Dr Webb said the most common presentation for oral cancers were in the soft tissue of the lips, tongue, mouth, throat and saliva glands.
“Sometimes you would check on the side of the neck, the lymph glands, and you’re feeling to see if you can feel any what’s called lymphadenopathy, which is a swollen area.”
Are there risk factors?
According to the Cancer Council, smoking and excessive drinking account for 90 per cent of oral cancer cases in Australia.
He said sun exposure was a huge risk factor for the lips.
“If you are going to be outside, try and make sure you cover your face with a hat, and wear sunscreen or zinc on your lips to try and prevent you from getting lip cancer,” he said.
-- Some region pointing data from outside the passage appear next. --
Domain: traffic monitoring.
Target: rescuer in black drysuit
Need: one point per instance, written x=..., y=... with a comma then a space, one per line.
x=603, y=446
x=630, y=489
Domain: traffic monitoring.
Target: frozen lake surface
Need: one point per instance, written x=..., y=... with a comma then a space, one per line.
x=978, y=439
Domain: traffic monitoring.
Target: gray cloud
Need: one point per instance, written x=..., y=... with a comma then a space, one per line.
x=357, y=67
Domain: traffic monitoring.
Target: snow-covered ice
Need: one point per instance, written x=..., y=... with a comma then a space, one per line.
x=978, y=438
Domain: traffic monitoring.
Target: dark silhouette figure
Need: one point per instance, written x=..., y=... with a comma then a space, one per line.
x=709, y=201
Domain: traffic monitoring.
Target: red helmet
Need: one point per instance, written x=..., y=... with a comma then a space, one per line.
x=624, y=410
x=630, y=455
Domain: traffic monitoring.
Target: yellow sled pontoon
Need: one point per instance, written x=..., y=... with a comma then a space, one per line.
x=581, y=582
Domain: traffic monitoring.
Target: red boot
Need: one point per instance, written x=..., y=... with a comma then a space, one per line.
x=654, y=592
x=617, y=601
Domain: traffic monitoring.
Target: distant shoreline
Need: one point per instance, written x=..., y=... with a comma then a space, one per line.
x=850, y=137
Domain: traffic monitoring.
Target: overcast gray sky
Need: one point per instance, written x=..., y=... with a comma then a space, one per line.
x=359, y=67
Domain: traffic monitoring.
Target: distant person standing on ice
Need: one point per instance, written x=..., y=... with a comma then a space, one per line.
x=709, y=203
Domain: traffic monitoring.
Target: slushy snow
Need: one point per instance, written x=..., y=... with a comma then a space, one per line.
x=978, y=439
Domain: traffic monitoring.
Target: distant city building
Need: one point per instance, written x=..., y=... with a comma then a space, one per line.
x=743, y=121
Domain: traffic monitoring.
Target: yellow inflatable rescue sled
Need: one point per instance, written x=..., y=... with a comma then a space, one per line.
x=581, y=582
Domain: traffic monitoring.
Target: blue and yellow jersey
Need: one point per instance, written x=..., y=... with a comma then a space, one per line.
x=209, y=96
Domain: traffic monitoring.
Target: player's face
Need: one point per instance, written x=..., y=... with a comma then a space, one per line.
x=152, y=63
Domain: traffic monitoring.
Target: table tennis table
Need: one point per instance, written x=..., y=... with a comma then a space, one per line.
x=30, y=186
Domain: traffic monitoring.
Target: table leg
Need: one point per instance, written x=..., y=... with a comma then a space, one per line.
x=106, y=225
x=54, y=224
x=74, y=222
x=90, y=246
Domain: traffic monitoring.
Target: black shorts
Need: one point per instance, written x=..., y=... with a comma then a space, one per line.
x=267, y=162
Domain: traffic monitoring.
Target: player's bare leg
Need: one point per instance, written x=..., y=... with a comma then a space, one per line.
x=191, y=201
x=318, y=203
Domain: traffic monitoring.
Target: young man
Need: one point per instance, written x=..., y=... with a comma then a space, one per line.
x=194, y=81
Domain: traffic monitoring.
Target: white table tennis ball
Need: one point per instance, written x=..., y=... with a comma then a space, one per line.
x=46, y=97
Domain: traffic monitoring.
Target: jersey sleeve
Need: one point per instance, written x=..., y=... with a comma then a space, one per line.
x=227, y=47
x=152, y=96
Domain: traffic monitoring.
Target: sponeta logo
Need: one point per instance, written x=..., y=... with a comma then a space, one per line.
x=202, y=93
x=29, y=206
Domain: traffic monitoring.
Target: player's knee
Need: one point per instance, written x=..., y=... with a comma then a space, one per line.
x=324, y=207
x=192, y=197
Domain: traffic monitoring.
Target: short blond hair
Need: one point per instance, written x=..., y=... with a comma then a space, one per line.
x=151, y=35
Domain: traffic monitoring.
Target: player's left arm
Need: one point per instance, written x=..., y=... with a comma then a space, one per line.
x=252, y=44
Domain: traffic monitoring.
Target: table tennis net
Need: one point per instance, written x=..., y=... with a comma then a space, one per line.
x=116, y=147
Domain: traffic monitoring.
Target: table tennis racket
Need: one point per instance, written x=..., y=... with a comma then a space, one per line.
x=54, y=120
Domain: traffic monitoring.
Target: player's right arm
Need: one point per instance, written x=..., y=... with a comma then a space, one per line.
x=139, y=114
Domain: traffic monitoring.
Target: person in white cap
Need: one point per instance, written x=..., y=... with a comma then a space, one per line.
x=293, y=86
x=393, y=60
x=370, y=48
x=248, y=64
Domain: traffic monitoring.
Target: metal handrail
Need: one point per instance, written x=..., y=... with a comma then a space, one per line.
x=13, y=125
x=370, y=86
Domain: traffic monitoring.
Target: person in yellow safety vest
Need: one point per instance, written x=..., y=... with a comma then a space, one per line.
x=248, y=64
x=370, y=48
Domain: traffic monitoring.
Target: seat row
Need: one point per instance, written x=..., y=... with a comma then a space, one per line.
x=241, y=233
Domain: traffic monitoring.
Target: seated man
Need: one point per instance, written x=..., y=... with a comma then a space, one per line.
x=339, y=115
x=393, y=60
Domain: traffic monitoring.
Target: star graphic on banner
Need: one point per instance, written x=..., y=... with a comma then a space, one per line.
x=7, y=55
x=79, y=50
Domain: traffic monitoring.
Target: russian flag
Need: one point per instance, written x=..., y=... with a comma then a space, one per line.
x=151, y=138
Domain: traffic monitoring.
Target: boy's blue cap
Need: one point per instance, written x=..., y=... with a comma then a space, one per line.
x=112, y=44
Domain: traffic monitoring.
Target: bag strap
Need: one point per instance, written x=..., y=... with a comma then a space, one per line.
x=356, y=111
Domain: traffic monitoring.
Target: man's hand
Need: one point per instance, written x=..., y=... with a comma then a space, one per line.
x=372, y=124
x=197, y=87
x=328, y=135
“Any ulcer in your mouth, any lump or bump that doesn’t get better by itself, definitely go and show it to your dentist or your oral health practitioner so you can actually get it checked and make sure it’s not anything nasty.”
What does treatment entail?
Dr Webb said if you did get an oral cancer diagnosis, there was a reasonable survival rate with 74 per cent of patients still alive after five years.
Treatment initially entails removing as much cancerous tissue as possible.
“In the mouth, you’d be talking about approximately 1 to 2 centimetres of tissue all the way around where the lesion is found,” he said.
“So if it’s on the side of the tongue, you have to remove part of the tongue and the floor of the mouth area next to the tongue, to try and remove any tissue that might be close to it.
“If it’s near the jaw, many times the surgeons will actually take away part of the jaw and remove it and replace it with a part of bone … sometimes they take a section out of one of the leg bones to actually make up a jaw for you.”